Con le scuole chiuse a causa della pandemia aumenta la malnutrizione tra i bambini
Il Programma alimentare mondiale teme soprattutto nei paesi più poveri le conseguenze negative per i bambini della chiusura delle scuole e quindi anche delle mense scolastiche
Con le scuole chiuse anche le mense scolastiche non funzionano. Per milioni di bambini, non soltanto nei paesi poveri, questo vuol dire essere più esposti al rischio di denutrizione e malnutrizione. Per le loro famiglie comporta un aggravio di spesa proprio mentre la pandemia ne aumenta le difficoltà economiche. Le mense scolastiche svolgono due funzioni per le famiglie povere, spiega il direttore dell’alimentazione scolastica per il Programma alimentare mondiale Carmen Burbano: la prima, sanitaria, è far sì che i bambini mangino bene, almeno un buon pasto al giorno durante il periodo scolastico; la seconda, economica, è ridurre la spesa alimentare per i loro genitori. In media le famiglie povere spendono per mangiare il 10 per cento del loro reddito: se un bambino non può consumare un pasto a scuola, le spese domestiche aumentano, senza per questo garantire che mangerà bene e a sufficienza. Il Pam finanzia le mense scolastiche in 51 paesi in cui adesso le scuole sono chiuse. Di conseguenza 12 milioni di bambini non ricevono più assistenza. Un ulteriore motivo di preoccupazione è che la malnutrizione quando diventa grave riduce notevolmente le difese immunitarie rendendo più vulnerabile chi ne soffre ai batteri e ai virus.
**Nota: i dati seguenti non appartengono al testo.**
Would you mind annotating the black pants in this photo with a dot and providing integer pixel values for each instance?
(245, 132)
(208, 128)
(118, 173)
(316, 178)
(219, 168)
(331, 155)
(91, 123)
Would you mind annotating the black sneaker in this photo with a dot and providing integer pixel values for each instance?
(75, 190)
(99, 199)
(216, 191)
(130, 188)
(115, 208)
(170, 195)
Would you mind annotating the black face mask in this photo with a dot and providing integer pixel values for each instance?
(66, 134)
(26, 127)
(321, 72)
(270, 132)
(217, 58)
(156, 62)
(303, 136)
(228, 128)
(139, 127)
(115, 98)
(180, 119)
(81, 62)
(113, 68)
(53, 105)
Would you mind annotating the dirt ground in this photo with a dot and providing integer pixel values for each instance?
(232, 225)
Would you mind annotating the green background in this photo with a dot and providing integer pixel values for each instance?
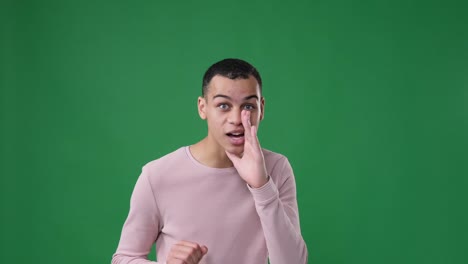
(368, 99)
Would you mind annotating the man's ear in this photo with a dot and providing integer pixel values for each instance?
(202, 107)
(262, 108)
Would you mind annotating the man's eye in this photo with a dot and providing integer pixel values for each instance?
(249, 107)
(223, 106)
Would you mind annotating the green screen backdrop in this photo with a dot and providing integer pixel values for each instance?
(367, 99)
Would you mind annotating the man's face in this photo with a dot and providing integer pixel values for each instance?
(222, 107)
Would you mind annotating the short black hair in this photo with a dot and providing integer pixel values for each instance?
(232, 69)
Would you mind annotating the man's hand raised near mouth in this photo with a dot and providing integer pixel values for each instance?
(251, 166)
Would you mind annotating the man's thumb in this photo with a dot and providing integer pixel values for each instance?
(204, 250)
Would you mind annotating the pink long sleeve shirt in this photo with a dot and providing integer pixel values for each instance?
(177, 198)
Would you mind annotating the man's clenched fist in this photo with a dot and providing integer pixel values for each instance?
(185, 252)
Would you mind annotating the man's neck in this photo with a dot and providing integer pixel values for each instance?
(210, 154)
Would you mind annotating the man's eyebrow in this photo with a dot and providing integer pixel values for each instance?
(223, 96)
(229, 98)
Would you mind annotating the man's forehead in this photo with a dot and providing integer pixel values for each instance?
(233, 87)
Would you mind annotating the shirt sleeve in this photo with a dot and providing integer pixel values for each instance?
(276, 205)
(142, 226)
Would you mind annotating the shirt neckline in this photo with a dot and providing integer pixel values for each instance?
(229, 170)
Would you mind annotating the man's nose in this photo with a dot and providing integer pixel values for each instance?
(235, 117)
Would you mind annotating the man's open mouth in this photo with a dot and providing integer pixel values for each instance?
(235, 135)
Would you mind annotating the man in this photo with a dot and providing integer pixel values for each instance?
(223, 200)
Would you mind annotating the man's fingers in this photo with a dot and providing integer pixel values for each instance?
(204, 250)
(232, 157)
(187, 251)
(245, 115)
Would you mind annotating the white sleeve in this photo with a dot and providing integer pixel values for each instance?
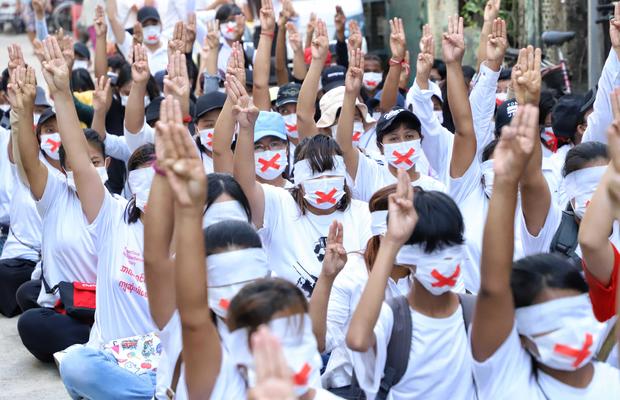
(116, 147)
(506, 374)
(482, 101)
(369, 365)
(542, 242)
(144, 136)
(602, 116)
(437, 141)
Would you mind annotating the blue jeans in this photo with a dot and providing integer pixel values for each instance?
(94, 374)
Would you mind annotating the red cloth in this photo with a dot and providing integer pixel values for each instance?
(604, 298)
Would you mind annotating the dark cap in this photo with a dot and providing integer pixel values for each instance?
(504, 114)
(152, 110)
(333, 77)
(566, 116)
(209, 102)
(396, 115)
(588, 100)
(81, 49)
(287, 94)
(146, 13)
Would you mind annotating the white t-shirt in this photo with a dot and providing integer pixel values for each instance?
(122, 300)
(296, 243)
(372, 176)
(24, 240)
(68, 248)
(343, 301)
(440, 362)
(6, 178)
(508, 374)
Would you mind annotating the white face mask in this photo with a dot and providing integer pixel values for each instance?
(372, 80)
(50, 144)
(488, 176)
(403, 155)
(223, 211)
(229, 30)
(439, 271)
(151, 34)
(140, 181)
(77, 64)
(358, 131)
(564, 330)
(290, 122)
(299, 348)
(439, 115)
(324, 193)
(270, 164)
(206, 138)
(101, 171)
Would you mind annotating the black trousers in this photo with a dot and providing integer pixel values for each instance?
(44, 332)
(27, 295)
(13, 273)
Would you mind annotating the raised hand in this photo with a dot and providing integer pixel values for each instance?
(101, 28)
(355, 73)
(190, 32)
(491, 10)
(267, 17)
(181, 161)
(426, 57)
(526, 77)
(335, 253)
(320, 44)
(274, 378)
(398, 40)
(55, 69)
(355, 35)
(516, 145)
(453, 41)
(140, 72)
(497, 44)
(294, 37)
(402, 216)
(244, 111)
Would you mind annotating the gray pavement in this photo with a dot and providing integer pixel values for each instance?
(21, 375)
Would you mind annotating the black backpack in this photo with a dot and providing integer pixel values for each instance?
(399, 346)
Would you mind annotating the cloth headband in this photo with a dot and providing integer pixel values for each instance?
(379, 222)
(237, 266)
(303, 170)
(583, 181)
(551, 315)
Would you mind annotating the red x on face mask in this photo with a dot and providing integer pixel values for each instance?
(578, 354)
(446, 280)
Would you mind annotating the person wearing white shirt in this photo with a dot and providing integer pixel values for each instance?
(534, 334)
(425, 232)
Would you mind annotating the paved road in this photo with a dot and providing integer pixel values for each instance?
(21, 375)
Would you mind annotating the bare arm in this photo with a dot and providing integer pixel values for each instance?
(262, 62)
(495, 310)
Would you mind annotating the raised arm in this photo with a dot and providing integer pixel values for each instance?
(495, 309)
(246, 114)
(344, 134)
(101, 33)
(89, 187)
(398, 46)
(202, 353)
(262, 62)
(225, 125)
(307, 94)
(334, 261)
(402, 218)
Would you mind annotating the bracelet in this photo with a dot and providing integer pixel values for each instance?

Sono i paesi a basso reddito a preoccupare di più, soprattutto quelli in cui sono in corso conflitti e quelli già assistiti dalla comunità internazionale. A peggiorare il quadro, c’è il fatto che la chiusura delle frontiere rende difficile il trasporto dei generi alimentari e questo può ridurne la disponibilità. Il Pam sta cercando di rimediare provando ad assistere i bambini diversamente. A tale scopo ha chiesto ai donatori di anticipare circa 1,9 miliardi di dollari per poter acquistare scorte di viveri e disporre di riserve di denaro in caso di necessità per un periodo di tre mesi. Ma i paesi donatori tradizionali in questo momento hanno bisogno di dedicare i fondi di cui dispongono a risolvere i problemi creati dal virus: “devono affrontare enormi spese per potenziare il loro sistemi sanitari – dice Burbano intervistata dall’agenzia The New Humanitarian – e questo deve avere la priorità. Tutti i paesi devono pensare prima di tutto alla loto risposta sanitaria alla crisi. Assisteremo probabilmente a un aumento della povertà, del numero delle persone malnutrite, affamate e vulnerabili e con questo dovremo misurarci”.